Add contrib intdiv: fast integer division by invariant scalars using multiplication#2875
Add contrib intdiv: fast integer division by invariant scalars using multiplication#2875abhishek-iitmadras wants to merge 2 commits into
Conversation
jan-wassenberg
left a comment
There was a problem hiding this comment.
A bunch of comments :) Some influence others, so please read them all before addressing any.
| * | ||
| * We split the work into two steps: | ||
| * 1) Precompute parameters from the scalar divisor (multiplier + shifts). | ||
| * DivisorParams{U,S}<T> ComputeDivisorParams(T divisor); |
There was a problem hiding this comment.
Can we reuse any of the existing logic from base.h Divisor[64]?

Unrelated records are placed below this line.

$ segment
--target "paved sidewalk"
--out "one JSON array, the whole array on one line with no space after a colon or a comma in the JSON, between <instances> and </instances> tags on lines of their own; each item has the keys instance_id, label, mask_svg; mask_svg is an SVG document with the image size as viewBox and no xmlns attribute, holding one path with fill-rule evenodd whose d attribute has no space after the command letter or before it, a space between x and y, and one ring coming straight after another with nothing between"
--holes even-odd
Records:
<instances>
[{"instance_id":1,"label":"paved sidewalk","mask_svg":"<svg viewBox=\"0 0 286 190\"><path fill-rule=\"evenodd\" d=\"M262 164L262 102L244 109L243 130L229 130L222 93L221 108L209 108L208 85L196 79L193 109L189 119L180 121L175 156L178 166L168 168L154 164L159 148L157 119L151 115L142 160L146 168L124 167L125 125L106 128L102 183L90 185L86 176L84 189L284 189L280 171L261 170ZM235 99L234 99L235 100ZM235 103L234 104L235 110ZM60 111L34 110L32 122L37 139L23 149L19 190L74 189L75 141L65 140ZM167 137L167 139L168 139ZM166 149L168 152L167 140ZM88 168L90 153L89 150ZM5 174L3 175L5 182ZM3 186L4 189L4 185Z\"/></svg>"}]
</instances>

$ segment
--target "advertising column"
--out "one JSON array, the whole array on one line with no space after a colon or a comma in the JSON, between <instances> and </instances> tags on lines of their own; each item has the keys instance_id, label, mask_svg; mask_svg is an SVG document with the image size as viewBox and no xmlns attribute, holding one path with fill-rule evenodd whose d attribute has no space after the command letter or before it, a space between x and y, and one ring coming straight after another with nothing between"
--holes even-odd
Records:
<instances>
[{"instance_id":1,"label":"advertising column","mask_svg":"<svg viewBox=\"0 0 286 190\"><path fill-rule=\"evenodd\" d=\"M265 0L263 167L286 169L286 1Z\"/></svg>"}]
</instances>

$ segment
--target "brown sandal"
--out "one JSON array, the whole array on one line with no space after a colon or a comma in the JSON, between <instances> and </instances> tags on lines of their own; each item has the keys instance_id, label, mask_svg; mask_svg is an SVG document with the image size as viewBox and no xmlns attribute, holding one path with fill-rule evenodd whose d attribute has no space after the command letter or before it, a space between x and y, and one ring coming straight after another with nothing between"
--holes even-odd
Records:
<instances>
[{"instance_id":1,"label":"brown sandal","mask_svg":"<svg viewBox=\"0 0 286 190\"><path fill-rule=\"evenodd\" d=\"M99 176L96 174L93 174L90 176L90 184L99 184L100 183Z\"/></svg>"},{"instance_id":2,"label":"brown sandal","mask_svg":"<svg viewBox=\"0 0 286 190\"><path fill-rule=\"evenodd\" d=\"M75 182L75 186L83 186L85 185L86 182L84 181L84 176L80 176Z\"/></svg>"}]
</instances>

There was a problem hiding this comment.
OK, good to use pre-exist API so:
-
now reuse the existing Divisor64 128-bit division primitive instead of duplicating it in our intdiv-inl.h
-
But to work correct we need to do chnage in base.h is to make Divisor64::Div128 public in the HWY_HAVE_DIV128 implementation [Currently it is private]. Then only intdiv-inl.h can call: hwy::Divisor64::Div128(high, divisor).
-
Also keep the full DivisorParamsU / DivisorParamsS logic in intdiv-inl.h because Divisor / Divisor64 do not cover signed params, 8/16-bit widening params, pow2 metadata, divisor storage for remainder, or floor-division correction. But the 128-bit high-half division primitive should definitely be shared.
| }; | ||
|
|
||
| template <> | ||
| struct MulType<uint8_t> { |
There was a problem hiding this comment.
We can use existing functionality: base.h also has
template <>
struct Relations<uint8_t> {
using Unsigned = uint8_t;
using Signed = int8_t;
using Wide = uint16_t;
};
etc, so we could use MulType = Relations::Wide.

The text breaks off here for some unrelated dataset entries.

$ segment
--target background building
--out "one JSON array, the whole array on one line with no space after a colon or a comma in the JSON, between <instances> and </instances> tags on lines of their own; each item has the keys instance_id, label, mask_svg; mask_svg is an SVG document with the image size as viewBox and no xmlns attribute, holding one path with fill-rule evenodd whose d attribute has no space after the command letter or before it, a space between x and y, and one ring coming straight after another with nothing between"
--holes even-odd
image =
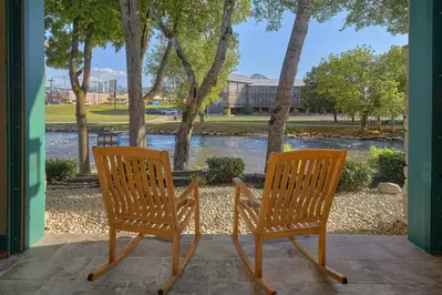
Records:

There was a problem hiding this comment.
I tried but it partially applicable but not a direct replacement as mapping diverge for 32-bit and 64-bit
| return HWY_NAMESPACE::ComputeDivisorParams<T>(d); | ||
| } | ||
|
|
||
| template <typename T, HWY_IF_T_SIZE(T, 1), HWY_IF_SIGNED(T)> |
There was a problem hiding this comment.
Rather than SFINAE for T size 1..8, we can HWY_IF_T_SIZE_ONE_OF(T, (1 << 1) | (1 << 2) | (1 << 4) | (1 << 8)), or better yet, just static_assert IsPow2(sizeof(T)) within one function.
There was a problem hiding this comment.
ok got it , now collapse repeated size-based SFINAE overloads into single signed and unsigned overload using static_assert for supported integer sizes
| return HWY_NAMESPACE::ComputeDivisorParams<T>(d); | ||
| } | ||
|
|
||
| template <class D, class V = VecD<D>, typename T = TFromD_<D>, HWY_IF_UNSIGNED_D(D)> |
There was a problem hiding this comment.
Here also we could static_assert(IsUnsigned()) inside the function, given that you have a DivisorParamsU argument.

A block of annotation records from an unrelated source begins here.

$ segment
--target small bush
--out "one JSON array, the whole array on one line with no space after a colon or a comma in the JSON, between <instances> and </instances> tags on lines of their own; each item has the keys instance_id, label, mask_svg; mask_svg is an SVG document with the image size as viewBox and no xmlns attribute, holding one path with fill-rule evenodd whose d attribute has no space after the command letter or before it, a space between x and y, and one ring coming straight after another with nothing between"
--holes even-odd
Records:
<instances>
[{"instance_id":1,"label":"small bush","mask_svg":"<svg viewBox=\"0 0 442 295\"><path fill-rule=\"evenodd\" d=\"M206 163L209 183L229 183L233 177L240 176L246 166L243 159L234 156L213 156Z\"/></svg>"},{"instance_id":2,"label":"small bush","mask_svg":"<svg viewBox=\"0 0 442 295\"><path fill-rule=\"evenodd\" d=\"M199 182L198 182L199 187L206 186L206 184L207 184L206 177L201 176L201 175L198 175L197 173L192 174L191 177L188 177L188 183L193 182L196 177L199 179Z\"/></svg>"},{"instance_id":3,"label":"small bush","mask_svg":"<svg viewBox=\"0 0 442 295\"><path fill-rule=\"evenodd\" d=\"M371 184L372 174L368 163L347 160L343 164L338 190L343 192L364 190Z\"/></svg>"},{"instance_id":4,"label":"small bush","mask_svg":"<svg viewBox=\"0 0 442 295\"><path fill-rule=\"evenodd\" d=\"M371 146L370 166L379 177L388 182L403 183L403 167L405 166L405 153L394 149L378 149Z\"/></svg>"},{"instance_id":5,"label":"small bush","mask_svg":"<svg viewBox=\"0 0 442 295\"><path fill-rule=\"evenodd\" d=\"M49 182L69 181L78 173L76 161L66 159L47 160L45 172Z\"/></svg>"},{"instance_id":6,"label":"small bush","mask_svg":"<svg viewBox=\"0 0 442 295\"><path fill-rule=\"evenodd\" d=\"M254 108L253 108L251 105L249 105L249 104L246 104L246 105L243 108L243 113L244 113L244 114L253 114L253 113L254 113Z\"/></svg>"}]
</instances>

There was a problem hiding this comment.
same here also
| if constexpr (sizeof(T) <= 4) { | ||
| return static_cast<T>(Random32(&rng)); | ||
| } else { | ||
| const uint64_t hi = Random32(&rng); |
There was a problem hiding this comment.
We do have a Random64().
There was a problem hiding this comment.
Thanks
Done , i have used Random64() now
| } | ||
|
|
||
| template <typename T> | ||
| bool IsPow2(T x) { |
There was a problem hiding this comment.
Already defined in intdiv-inl.h?
There was a problem hiding this comment.
DOne, Removed from here
9b1a2f6 to
d728618
Compare
|
|
||
| template <> | ||
| struct MultiplierType<uint32_t> { | ||
| using type = uint32_t; |
There was a problem hiding this comment.
We can use using type = If<(sizeof(T) < 4), Relations::Wide, T>.
There was a problem hiding this comment.
As per your suggestion , i agree with reusing the existing Highway type relation, but i don't think If<(sizeof(T) < 4), MakeWide<T>, T> is safe here.
SO Looking at hwy/base.h, Relations<int64_t> has no Wide member (only Unsigned/Signed/Float/Narrow), so MakeWide<int64_t> is ill-formed.
SO And if i am not wrong then the main issue is that the type arguments to If still have to be well-formed before selection.
SO For int64_t, MakeWide<int64_t> is ill-formed because Relations<int64_t> does not define Wide. so even though sizeof(int64_t) < 4 is false, the expression still fails during substitution.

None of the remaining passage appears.